Pat Ingoldsby is an Irish phenomenon. Poet and playwright, people of my generation also knew him from his children’s TV programmes such as Pat’s Hat.
His poetry is wonderful: simple and honest, the poems vary from hilariously funny to painfully sad. He is one of my favourite poets, and my favourite of his books is called “Welcome to my Head: Please Remove your Boots”.Ten or so years ago, Pat withdrew from the Irish mass media. He set up his own publishing company, Willow Publications, and appointed his cats to positions of authority such as CEO and Head of Accounts. He sells his books through a small number of bookstores in Ireland, and also sells directly to the public on the streets of Dublin.
His books carry a note that they are protected by the “Bratislava Accord 1993, section 2 cre/009 manifest-minsk”, the terms of which allegedly protect his book’s content from being included in school textbooks, examinations, elocution classes or anything with the word “Arts” in it.
My mother and I came across him on the corner of O’Connell Bridge in Dublin, when I was over there in October. He was sitting on an upturned milk-crate with his books laid out in front of him. In his trademark Drizabone coat and wide-brimmed hat, he looked comfortable watching the world hurry by. I was star-struck: “That’s Pat Ingoldsby!” I whispered to my mum over the traffic noises. I tried not to stare too much as we walked past to cross the bridge. Then I came to my senses, and retraced my steps.
Shyly I stood before him, pretending to look at the titles of his books. He caught my eye and I asked if he had a copy of “Welcome to my Head”. We got talking and I told him I was a huge fan. He was such a lovely, gentle man, speaking about his books as if they were his children. I introduced myself to him and he said “God, I’m delighted to meet you Máiréad”.

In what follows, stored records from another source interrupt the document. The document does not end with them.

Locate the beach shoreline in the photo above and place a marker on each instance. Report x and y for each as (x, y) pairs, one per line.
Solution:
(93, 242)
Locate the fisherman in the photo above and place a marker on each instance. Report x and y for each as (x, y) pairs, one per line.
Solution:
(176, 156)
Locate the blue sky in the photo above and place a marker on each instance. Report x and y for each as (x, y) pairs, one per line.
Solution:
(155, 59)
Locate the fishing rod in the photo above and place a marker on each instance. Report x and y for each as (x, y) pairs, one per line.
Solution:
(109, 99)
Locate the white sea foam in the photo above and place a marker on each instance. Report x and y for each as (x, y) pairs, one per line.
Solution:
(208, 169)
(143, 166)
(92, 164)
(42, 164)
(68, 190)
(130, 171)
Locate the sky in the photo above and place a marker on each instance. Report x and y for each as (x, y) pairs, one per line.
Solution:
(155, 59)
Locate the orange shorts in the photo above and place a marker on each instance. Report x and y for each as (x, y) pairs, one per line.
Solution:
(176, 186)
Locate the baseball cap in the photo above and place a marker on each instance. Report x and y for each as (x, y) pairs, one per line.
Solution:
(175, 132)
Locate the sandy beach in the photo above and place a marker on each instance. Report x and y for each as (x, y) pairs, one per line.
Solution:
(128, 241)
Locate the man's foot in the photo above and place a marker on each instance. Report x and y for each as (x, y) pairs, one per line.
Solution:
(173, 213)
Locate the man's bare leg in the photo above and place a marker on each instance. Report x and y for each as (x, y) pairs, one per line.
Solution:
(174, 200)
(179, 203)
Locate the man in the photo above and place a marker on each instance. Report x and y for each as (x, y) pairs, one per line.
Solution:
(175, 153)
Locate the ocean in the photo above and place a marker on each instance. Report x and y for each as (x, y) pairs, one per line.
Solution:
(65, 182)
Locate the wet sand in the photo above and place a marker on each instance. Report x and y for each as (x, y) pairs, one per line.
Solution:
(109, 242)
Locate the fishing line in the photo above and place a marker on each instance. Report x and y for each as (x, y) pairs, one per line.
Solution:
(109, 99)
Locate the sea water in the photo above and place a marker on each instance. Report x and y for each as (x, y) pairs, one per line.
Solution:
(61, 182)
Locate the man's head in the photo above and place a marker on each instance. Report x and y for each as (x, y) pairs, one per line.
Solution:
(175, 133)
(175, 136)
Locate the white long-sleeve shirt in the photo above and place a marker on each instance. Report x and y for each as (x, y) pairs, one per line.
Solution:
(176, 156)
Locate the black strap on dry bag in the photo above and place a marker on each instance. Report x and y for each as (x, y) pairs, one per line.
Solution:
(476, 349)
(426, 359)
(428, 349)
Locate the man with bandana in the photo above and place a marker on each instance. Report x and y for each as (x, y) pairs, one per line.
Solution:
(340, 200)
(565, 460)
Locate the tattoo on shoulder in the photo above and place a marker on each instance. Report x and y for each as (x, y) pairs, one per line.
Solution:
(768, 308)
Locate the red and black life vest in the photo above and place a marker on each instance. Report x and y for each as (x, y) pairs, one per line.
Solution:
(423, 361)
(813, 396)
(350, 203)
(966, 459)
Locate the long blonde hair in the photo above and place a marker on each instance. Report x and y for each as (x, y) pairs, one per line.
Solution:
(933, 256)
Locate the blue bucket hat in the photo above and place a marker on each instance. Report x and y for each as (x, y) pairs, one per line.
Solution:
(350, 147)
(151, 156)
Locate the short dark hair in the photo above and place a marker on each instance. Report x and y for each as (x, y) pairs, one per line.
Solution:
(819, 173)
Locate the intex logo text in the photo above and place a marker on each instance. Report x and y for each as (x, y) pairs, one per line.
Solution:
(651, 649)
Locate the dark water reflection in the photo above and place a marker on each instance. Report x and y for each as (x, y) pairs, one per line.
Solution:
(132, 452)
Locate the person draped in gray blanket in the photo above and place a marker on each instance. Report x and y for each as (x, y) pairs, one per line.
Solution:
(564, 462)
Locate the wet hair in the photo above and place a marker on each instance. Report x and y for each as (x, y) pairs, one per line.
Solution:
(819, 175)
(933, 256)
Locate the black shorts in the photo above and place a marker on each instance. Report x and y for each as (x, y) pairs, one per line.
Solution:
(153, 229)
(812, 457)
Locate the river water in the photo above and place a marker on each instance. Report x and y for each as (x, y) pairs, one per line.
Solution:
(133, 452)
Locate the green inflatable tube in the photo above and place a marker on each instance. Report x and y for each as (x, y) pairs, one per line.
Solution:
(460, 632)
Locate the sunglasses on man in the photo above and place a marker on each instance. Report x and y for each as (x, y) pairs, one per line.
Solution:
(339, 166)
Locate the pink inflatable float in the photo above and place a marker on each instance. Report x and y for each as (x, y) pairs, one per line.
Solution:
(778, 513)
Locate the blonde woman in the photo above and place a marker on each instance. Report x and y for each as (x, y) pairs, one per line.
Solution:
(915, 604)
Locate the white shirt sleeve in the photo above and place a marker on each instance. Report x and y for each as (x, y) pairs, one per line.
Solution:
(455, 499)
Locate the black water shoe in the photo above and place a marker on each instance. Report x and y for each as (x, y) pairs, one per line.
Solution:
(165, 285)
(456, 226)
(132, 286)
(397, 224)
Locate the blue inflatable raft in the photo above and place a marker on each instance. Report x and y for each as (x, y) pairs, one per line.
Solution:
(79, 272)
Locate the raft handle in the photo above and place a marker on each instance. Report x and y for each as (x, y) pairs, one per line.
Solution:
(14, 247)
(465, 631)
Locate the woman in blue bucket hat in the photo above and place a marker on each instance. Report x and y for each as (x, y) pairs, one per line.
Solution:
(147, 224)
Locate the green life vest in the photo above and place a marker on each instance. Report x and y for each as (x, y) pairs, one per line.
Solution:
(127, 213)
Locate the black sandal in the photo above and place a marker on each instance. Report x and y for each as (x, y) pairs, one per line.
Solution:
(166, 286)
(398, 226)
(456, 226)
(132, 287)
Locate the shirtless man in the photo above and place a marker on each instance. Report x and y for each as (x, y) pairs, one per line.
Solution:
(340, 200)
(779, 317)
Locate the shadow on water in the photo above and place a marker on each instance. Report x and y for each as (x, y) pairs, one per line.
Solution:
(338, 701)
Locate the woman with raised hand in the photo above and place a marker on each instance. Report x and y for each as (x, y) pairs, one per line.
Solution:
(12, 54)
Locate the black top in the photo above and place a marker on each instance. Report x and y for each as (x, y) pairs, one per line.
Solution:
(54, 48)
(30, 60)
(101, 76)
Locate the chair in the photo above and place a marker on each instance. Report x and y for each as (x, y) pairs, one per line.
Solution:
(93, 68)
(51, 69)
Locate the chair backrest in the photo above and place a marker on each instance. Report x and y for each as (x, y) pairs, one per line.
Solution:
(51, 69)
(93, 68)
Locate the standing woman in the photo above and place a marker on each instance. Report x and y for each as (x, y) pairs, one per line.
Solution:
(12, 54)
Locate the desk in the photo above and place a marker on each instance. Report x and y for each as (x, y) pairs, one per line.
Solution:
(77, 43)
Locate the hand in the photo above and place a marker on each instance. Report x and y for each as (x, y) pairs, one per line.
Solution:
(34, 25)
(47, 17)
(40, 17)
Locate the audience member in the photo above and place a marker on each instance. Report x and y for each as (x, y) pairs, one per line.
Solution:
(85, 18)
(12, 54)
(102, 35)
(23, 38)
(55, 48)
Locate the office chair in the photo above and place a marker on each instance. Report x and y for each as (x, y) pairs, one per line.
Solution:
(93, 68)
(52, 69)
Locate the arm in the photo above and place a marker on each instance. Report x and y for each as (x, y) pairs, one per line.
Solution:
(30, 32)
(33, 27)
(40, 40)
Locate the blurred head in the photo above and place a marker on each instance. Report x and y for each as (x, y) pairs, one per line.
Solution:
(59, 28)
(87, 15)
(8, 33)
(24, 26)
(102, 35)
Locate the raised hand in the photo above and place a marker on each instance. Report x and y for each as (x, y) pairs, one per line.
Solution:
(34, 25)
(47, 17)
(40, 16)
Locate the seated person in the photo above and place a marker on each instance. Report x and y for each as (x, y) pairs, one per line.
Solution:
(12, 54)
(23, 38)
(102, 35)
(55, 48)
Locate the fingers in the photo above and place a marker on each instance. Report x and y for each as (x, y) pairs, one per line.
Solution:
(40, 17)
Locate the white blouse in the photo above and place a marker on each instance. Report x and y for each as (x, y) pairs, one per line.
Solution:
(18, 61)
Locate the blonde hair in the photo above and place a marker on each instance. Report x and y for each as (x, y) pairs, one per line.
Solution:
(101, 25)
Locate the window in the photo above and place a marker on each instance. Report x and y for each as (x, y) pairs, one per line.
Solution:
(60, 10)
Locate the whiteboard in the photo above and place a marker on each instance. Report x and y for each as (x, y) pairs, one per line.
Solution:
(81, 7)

He was charming to my mum. When I told him she was about to celebrate her 80th birthday, he gallantly told her she only looked 64 (later she complained he was three years out as the lowest number she’d been quoted so far was 60).
I bought one of his books and he signed it for me. Mum took a photo of us standing there on Westmoreland Street, and I shook his hand and said goodbye.
If this had happened to me after 25 October, it would certainly have been included in my 40 Amazing Things To Do This Year. But it was about ten days too early. I will have to include it in the Twenty Or So Amazing Things I Did Last Year.